“When I started counting my blessings, my whole life turned around.” ~ Willie Nelson
Could it really be so simple? How does this work – I start listing all of the things I’m grateful for and then what? Money starts falling from the sky? My dream man appears? Well.. actually, yes!
In 2003, I lost my mom to pancreatic cancer. For a year after her death, I grieved. I hated life. I was mad at the world. I was unhappy, frustrated and sad. For a year, I felt this heaviness that wouldn’t go away and I couldn’t see an end to it. In that state of mind, I thought this is just the way life is and there’s nothing I can do about it. I felt helpless and hopeless. Obviously, I was unhappy.
Then one night before falling asleep, I started to count my blessings. I stopped feeling sorry for myself. I stopped focusing on the terrible things in my life and I started to look at what was good in my life. It wasn’t easy at first. I had a hard time trying to come up with what was right in my life. But, I started with the pillow my head was lying on. Then I thought about the blanket keeping me warm and the bed I was laying on. I remembered that I ate that day and that’s always a good thing. I also had a roof over my head.
The next morning, I woke up a little bit happier. I had just a tad bit more hope and curiosity about what was going to happen that day. I wasn’t fully aware of my happiness, hope and curiosity, but it was enough of a paradigm shift that I repeated the thankful exercise that night before bed. I was grateful for my pillow, blankets, my bed, my meals, and my apartment. I elaborated about how soft and comfortable my pillow was, how warm and cozy my blanket was, how great my bed felt, how delicious and filling the food I ate was, how large my apartment was. I was also thankful for the internet, Chicago’s public transportation system, the beauty of trees and flowers, people who had been in my life, people who were currently in my life, experiences I had that helped me grow.. and on and on. Each day I woke up a little bit happier and each night I was able to think of more and more reasons to be thankful. This exercise became a habit.
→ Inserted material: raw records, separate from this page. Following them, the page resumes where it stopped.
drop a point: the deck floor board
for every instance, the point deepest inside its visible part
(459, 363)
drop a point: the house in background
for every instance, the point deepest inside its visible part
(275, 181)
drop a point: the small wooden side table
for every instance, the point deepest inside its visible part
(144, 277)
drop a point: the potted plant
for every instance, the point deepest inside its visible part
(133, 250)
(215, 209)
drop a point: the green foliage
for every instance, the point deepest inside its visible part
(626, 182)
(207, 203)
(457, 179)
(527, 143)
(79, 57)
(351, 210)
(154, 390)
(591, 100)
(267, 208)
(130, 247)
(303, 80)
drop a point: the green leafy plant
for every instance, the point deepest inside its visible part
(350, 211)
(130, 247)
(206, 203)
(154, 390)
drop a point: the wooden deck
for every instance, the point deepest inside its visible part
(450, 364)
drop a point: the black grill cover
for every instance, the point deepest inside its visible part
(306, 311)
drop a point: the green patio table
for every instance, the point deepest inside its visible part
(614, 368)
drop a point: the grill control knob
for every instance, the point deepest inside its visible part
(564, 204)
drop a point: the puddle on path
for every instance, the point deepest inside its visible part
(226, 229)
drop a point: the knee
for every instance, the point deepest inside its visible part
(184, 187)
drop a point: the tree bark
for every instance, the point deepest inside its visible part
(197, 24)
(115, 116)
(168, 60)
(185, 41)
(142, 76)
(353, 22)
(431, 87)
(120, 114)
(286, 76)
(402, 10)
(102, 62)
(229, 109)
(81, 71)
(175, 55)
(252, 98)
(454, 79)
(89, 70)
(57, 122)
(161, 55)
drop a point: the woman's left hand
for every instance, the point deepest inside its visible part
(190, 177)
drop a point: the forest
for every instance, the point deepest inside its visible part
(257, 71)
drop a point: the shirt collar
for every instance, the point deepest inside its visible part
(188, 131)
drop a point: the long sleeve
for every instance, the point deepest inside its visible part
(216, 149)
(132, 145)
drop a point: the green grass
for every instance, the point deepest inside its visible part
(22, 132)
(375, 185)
Here I am eight years later and I’m actively thankful for every single thing I look at, touch, smell, think of or see. When I walk down the street, I look up at the sky and smile and feel how grateful I am to experience life. I look at a tree and see how amazing it is that it used to be a seed. I turn the water on to take a shower and I’m grateful that humans created plumbing and that I live in a country where running water is commonplace. Even the not-so-pretty things in my life are blessings. I see my messy kitchen and think about how grateful I am that I have food to eat. I’m grateful that I have an indoor kitchen with modern appliances. Did you know there are still people in the world who cook over a fire?
By shifting my awareness about life, my whole life turned around. Every day I experience a thousand blessings. Even though it took me years to get from that sad, depressed state of mind to this joyful, peaceful state of living, you could say my life changed over one night. That one night when I decided to look at things differently. That one night when I stopped feeling sorry for myself. That one night when I remembered that this world is amazing. I changed my perception about life.
Now with a grateful state of mind, I am able to remain guided, calm and collected during unpleasant situations. I keep hope, curiosity and most importantly gratefulness in the forefront of my life and the reward has been more than I could ever have expected.